RepoRepair enhances the reliability and accuracy of its automated program repair process by integrating static and dynamic analysis techniques through the use of large language models (LLMs) and code documentation. The paper describes how RepoRepair leverages LLMs to generate hierarchical code documentation, which serves as structured semantic abstractions that guide the repair process. This documentation provides a comprehensive understanding of repository-level context and dependencies, which is crucial for effective fault localization and repair. By employing a text-based LLM like DeepSeek-V3, RepoRepair generates file/function-level documentation that acts as auxiliary knowledge, enabling the system to locate faults more accurately across complex cross-file issues.

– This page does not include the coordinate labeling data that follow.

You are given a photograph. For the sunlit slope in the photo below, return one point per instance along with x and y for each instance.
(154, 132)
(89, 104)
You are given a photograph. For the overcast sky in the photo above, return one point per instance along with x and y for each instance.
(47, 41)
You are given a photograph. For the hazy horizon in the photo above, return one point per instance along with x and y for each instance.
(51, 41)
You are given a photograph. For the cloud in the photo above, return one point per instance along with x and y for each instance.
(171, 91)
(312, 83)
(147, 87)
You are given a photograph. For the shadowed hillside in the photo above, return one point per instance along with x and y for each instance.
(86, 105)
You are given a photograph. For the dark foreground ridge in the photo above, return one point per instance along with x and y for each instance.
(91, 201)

Once the faults are localized, RepoRepair utilizes a powerful LLM, such as Claude-4, to attempt repairs on the identified suspicious code snippets. This approach allows the system to comprehend the broader context of the repository, which is often missed by traditional methods that rely solely on shallow retrieval or costly agent iterations. The integration of static analysis, through documentation generation, and dynamic analysis, via LLM-driven repair attempts, ensures that RepoRepair can address a wide range of issues effectively. The paper highlights RepoRepair's performance on SWE-bench Lite and SWE-bench Multimodal, achieving repair rates of 45.7% and 37.1%, respectively, demonstrating its robust and cost-effective capabilities across diverse problem domains. This evidence underscores the significance of combining static and dynamic analysis techniques with LLMs to enhance the reliability and accuracy of automated program repair processes.

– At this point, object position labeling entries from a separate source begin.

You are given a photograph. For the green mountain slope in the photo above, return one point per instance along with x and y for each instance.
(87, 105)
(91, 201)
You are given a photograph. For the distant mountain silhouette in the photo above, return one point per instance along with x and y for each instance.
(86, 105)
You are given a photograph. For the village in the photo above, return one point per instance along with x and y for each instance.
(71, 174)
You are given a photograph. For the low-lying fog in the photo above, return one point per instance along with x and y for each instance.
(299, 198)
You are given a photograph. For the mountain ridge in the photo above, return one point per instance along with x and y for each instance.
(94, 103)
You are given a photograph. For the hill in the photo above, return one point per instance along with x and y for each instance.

RepoRepair presents a compelling case for cost-efficient automated program repair (APR) by leveraging large language models (LLMs) to enhance code documentation and facilitate repository-level fault localization and repair. The paper highlights that RepoRepair achieves a notable repair rate of 45.7% on the SWE-bench Lite dataset at a cost of $0.44 per fix. This indicates a high level of cost-efficiency, particularly when considering the complexity of repository-level repairs compared to isolated function-level repairs. The approach utilizes hierarchical code documentation generated by LLMs, which provides structured semantic abstractions that improve the understanding of repository-level context and dependencies. This method not only enhances the accuracy of fault localization but also reduces the computational overhead typically associated with APR processes.

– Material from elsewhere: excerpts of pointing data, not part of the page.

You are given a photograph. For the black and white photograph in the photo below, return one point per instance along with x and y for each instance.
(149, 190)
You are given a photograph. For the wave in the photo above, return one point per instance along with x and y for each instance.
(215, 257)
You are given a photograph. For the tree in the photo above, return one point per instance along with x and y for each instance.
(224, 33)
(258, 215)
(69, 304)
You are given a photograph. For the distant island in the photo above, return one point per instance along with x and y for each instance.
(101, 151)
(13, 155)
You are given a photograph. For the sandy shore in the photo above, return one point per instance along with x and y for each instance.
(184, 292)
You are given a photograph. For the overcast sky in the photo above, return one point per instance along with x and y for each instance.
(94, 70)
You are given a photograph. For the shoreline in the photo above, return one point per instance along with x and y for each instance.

In comparison, when evaluated on the SWE-bench Multimodal dataset, RepoRepair maintains state-of-the-art performance with a 37.1% repair rate, albeit at a slightly higher cost of $0.56 per fix. This variation in cost across different datasets suggests that while RepoRepair is robust and effective, the complexity and nature of the dataset can influence the cost-efficiency of the repair process. The paper underscores the significance of using powerful LLMs like Claude-4 for repairing identified suspicious code snippets, which contributes to the overall effectiveness of the approach. The ability to deliver high repair rates at relatively low costs across diverse problem domains demonstrates RepoRepair's potential for large-scale adoption in practical applications, where economic considerations are paramount.
Overall, the cost implications of using RepoRepair are favorable, especially when considering the scalability challenges associated with APR. By integrating LLMs for enhanced documentation and repair processes, RepoRepair offers a promising solution that balances performance with cost, making it a viable option for widespread use in software engineering practices.